I’ve accepted this as a setback, a limitation, but my journey continues. I know what I want to accomplish, and I’m determined to reach my goals. I’ll just have to be frustrated by the slower pace, and work harder in the time that’s available.

So, why am I telling you this when I could have easily kept it to myself and spared myself the embarrassment? Simple. I’ve read enough posts on social media and had enough conversations with other writers or students to know I’m not alone.

If sharing my experience can make even one person aware of the dangers of sleep depravation and help him/her change before it’s too late, it’s worth publicly owning up to my mistake. —CJ

4 thoughts on “Are You Dying To Succeed?”
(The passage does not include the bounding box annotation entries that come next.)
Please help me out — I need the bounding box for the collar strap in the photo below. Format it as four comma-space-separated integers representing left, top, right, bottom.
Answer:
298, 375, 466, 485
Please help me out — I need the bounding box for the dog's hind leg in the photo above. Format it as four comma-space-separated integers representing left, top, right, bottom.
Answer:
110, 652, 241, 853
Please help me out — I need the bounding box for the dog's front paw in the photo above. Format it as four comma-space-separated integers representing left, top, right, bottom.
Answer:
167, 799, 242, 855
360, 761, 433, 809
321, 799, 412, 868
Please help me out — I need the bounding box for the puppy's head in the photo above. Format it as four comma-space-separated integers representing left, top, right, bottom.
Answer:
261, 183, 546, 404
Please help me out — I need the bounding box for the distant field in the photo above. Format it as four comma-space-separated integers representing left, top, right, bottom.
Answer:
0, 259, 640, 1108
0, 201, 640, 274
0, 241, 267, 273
  1. See, this is what’s great about you. Not a lot of people would be brave enough to share this, and YOU wouldn’t have done it a year ago, but as we tell our tales of writing we need to occasionally explain the little bumps in the path.

    As I’m reading this, I’m saying WOW a lot, you know?
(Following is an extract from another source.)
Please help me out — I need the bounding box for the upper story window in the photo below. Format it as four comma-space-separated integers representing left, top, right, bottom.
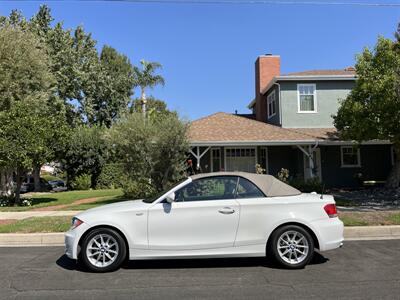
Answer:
297, 83, 317, 113
267, 91, 276, 119
340, 146, 361, 168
    And I remember you saying how late you stay up and that family members said you should get more sleep. In my world, they are the wimps, right? But didn’t I just crash and bur myself a few weeks ago, getting sick with the flu for about three hellishly long days? Maybe it was partly my body’s way of saying “slow down,” too. It worked. It slammed the brakes on just about everything. And you may recall I barely wrote a word on a recent vacation to Italy. It wasn’t intentional, but it was hard to tell my wife to relax when I wasn’t appearing to relax.
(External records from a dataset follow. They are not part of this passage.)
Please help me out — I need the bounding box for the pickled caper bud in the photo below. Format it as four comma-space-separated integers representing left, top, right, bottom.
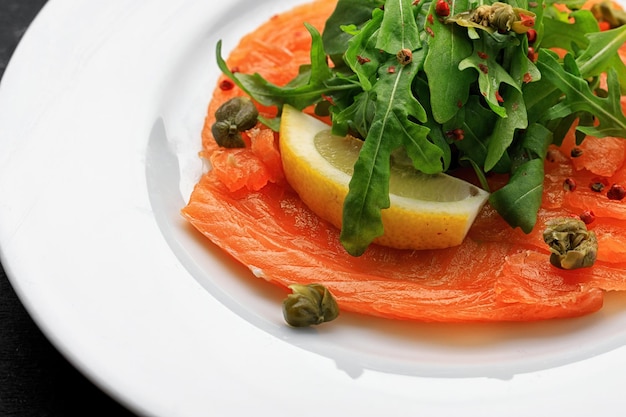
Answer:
283, 284, 339, 327
543, 218, 598, 269
211, 97, 259, 148
489, 2, 517, 32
    Great insights. Great ability to open up and share not just the high spots but also the obvious struggles we writers face AND ALSO some of the not-so-obvious challenges.

    Writers need to know THAT stuff, too.

    Liked by 2 people

    1. Thanks, Dan. I appreciate your encouragement.

      I’ll admit that I really struggled with this, still am. In my mind, I was weak, and I’d failed—I couldn’t handle what I’d set out to do. It took me a few days to reconcile everything internally, and I’m working on a new compromised plan of attack… I don’t do gray well (things are usually either black or white).

      Because of all that, this isn’t the type of thing I would typically share. You know I like to keep personal stuff private, and you’re right that I wouldn’t have been strong enough to tell this story a year ago.

      As the week progressed, this was the only topic on my mind; and the post began to write itself, as they tend to do. I considered taking a week off from blogging, but it didn’t feel right. The purpose of my blog is to share my journey as an author—what motivates, inspires, and challenges me. Withholding this challenge because I was embarrassed wouldn’t have been right, plus it’s information that can hopefully help someone else.

      I’m not proud of what I’ve done. It’s not cool. But, it needed to be shared.

      Listen to your body. Listen to your family and friends (including me). Slow down when they tell you to.

      Liked by 1 person

    1. Thanks, Jenny!

      We all push ourselves too hard at times… and we all think nothing bad is going to happen to us. I learned my lesson the hard way, even though I was incredibly lucky. The danger is real, and I think most people (like me) either aren’t aware or don’t believe it. I’m glad you found this helpful.